By Mohammad Ghazal - May 28,2014 - Last updated at May 28,2014

AMMAN — Greenpeace called on the government on Wednesday to annul plans to build a plant for the extraction of uranium.

Safa Jayyousi, Arab world regional manager at Greenpeace Mediterranean, urged the government to rescind its decision as soon as possible, saying building such a plant will have disastrous consequences on mankind.

The French company AREVA ended its contract with the government last year on uranium exploration and extraction due to the availability of uranium in “low qualities and quantities”, she said in a statement e-mailed to The Jordan Times.

There are also conflicting reports about the revenues Jordan would generate from the extraction of uranium, Jayyousi added, calling on the government to be transparent as uranium prices globally are “unfeasible”.

In the statement, she highlights studies indicating that uranium is harmful to human beings as well as the environment.

“Jordan does not need to extract uranium to sell it at cheap prices. It is better to use the money allocated for building the plant in developing projects to generate power from renewable, clean and safe resources,” the Greenpeace official added. 

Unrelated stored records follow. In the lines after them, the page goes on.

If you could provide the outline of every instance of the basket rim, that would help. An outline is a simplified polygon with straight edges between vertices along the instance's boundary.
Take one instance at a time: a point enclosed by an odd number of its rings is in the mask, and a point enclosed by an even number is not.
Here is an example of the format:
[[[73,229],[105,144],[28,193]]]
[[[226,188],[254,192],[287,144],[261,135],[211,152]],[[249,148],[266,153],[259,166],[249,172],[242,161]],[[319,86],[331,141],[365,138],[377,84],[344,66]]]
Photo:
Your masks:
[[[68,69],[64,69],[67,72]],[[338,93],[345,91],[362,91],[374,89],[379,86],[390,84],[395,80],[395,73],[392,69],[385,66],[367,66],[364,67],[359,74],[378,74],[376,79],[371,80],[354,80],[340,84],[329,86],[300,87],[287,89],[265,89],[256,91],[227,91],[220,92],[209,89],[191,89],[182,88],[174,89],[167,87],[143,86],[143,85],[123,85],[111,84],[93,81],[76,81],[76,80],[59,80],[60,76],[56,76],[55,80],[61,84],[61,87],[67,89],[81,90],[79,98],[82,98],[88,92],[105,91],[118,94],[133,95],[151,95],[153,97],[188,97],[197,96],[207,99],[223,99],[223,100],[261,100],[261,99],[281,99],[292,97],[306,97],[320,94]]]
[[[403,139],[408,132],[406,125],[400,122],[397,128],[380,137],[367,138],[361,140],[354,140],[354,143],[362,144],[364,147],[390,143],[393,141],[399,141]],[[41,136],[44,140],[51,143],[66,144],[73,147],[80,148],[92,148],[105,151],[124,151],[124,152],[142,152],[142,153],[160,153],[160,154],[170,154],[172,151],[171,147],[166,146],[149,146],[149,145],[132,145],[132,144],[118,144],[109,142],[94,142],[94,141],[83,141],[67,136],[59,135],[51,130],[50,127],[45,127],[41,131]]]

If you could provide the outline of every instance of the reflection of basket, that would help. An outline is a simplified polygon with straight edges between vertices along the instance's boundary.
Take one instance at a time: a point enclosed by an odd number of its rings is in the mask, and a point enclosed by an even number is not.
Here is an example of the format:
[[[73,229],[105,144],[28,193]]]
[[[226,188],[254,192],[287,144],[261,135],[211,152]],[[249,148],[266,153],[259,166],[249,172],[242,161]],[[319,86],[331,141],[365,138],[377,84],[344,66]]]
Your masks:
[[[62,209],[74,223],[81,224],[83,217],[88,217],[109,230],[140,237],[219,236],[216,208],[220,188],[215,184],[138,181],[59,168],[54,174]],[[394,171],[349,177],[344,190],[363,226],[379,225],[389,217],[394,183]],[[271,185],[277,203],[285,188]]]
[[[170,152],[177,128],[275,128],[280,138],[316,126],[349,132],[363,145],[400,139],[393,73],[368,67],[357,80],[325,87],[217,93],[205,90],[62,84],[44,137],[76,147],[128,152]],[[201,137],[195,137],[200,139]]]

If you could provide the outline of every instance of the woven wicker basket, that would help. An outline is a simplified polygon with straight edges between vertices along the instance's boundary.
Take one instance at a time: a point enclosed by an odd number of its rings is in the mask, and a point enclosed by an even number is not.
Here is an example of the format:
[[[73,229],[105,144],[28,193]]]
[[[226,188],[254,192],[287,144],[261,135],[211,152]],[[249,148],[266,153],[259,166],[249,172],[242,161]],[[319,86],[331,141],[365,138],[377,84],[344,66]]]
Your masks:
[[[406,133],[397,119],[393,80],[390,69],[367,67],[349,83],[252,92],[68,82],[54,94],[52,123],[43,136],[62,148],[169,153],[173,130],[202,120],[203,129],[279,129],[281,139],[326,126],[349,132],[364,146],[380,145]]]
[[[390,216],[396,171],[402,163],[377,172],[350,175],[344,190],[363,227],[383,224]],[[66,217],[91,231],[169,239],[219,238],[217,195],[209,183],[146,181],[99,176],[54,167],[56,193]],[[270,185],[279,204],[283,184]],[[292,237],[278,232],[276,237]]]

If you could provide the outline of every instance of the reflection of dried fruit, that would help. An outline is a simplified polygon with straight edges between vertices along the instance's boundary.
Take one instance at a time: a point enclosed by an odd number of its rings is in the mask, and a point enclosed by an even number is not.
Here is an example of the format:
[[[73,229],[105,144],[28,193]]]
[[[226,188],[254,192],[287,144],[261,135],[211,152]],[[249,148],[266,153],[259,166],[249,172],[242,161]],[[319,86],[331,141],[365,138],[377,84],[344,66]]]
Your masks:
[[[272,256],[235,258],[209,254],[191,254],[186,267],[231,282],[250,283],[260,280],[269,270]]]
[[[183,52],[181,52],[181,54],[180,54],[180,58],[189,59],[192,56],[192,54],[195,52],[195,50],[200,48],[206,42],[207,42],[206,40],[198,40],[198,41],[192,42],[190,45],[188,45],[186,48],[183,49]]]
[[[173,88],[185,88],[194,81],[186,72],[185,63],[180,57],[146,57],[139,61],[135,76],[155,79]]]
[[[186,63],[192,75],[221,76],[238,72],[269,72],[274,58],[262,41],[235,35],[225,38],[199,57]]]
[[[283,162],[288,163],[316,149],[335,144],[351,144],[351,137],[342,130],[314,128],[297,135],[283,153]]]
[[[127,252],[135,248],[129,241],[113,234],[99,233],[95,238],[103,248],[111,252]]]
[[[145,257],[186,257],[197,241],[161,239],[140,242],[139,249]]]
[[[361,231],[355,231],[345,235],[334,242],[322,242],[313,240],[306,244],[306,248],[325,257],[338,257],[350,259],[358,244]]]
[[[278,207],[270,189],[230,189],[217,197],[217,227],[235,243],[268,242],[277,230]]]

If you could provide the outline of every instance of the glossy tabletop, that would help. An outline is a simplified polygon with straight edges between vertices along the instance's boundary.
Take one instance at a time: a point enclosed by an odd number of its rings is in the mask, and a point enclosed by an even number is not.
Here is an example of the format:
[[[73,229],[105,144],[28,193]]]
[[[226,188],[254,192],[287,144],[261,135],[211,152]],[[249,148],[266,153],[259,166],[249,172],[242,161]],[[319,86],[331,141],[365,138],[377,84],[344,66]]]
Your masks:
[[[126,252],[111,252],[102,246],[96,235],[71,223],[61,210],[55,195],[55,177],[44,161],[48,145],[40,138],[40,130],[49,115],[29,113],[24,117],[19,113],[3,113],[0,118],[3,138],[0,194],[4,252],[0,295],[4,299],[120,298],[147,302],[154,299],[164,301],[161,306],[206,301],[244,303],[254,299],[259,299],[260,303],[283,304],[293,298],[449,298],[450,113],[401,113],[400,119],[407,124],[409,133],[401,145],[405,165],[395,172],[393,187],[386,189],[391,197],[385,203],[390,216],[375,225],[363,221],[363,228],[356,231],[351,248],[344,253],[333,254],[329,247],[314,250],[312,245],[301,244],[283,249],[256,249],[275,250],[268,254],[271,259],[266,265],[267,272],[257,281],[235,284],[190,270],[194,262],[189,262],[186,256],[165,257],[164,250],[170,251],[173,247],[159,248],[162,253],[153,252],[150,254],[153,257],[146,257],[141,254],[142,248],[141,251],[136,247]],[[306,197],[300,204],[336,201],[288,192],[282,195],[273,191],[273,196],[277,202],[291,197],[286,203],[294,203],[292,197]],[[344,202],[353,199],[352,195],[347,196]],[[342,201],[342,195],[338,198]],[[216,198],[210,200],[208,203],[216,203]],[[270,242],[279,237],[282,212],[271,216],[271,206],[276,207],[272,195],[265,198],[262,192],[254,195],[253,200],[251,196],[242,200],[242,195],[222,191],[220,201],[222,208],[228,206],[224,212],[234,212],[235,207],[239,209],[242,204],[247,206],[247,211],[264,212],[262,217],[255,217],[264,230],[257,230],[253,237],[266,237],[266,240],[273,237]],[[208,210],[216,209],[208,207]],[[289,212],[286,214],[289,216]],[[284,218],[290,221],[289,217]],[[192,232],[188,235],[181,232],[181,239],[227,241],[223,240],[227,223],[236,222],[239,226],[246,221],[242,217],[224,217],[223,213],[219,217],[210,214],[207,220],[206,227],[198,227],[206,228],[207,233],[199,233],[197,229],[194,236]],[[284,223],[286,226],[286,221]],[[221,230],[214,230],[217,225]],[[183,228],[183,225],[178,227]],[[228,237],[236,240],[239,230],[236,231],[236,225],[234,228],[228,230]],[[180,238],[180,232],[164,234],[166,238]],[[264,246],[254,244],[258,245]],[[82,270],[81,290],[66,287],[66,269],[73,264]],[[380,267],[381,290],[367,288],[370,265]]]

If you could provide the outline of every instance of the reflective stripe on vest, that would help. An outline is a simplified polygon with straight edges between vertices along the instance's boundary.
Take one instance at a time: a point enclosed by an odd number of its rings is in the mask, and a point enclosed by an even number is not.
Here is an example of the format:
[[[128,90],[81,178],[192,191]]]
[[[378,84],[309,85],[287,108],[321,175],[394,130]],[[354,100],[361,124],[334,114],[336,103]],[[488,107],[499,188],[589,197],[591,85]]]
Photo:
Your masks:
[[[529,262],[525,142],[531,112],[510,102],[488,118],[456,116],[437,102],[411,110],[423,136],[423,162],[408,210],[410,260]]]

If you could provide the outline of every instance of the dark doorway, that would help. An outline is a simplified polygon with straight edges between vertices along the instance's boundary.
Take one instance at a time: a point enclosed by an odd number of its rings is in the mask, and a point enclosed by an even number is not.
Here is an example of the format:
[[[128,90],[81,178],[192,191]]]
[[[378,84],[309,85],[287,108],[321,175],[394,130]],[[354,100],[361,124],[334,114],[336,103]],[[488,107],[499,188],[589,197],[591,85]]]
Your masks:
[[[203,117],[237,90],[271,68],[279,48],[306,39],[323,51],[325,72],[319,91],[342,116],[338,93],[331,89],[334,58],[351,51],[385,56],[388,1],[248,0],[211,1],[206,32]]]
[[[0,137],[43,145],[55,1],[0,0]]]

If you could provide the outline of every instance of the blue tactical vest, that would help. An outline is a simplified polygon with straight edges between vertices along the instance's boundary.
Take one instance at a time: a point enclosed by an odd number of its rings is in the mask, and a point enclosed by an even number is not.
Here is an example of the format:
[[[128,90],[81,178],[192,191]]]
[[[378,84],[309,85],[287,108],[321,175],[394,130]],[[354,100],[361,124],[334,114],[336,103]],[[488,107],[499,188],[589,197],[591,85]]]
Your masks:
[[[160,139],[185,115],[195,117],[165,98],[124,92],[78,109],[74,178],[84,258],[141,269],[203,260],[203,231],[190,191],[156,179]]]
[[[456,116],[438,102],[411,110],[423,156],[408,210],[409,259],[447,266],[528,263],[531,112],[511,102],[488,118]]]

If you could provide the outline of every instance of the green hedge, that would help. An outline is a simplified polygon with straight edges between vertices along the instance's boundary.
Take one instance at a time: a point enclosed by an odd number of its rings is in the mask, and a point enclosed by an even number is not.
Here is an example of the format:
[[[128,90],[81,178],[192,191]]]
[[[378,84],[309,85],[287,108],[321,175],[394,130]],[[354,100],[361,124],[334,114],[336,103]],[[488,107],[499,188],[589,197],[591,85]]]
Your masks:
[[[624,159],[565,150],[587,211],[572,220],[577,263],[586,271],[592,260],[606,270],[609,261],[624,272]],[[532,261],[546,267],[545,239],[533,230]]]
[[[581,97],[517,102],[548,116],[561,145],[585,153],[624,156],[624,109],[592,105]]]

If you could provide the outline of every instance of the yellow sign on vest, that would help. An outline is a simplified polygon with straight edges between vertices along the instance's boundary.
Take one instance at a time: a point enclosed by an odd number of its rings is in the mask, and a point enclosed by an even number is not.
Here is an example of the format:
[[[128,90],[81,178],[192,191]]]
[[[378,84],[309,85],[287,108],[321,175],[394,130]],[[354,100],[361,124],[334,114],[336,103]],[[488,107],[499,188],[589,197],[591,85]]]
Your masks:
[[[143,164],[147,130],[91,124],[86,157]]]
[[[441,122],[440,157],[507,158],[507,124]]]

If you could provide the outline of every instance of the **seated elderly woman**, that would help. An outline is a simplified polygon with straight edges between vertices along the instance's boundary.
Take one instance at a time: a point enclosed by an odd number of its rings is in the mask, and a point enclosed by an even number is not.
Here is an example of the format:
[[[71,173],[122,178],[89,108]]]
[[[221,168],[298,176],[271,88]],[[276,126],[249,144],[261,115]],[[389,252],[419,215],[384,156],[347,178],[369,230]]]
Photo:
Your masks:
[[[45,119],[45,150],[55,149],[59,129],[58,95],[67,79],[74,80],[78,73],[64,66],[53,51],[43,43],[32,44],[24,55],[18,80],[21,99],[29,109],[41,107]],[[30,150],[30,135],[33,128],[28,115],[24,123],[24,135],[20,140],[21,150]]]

Last week, the state-owned Jordan Uranium Mining Company (JUMCO) said the Kingdom plans to build a JD100 million plant for uranium extraction.

The government is expected to start attracting strategic partners in the plant before the end of this year, JUMCO General Manager Samer Kahook said in recent remarks.

The plant, he said, will have a capacity of 300-400 metric tonnes per year and can be expanded to 1,500 metric tonnes per year at a later stage.

The Central Jordan Area, located about 80km south of Amman, is home to 36,389 metric tonnes of uranium oxide that is easily mined and can be extracted cost-effectively, according to Kahook.

Estimates of the uranium resources in the central region are expected to increase, as more exploration is carried out by JUMCO in the 350-square-kilometre area.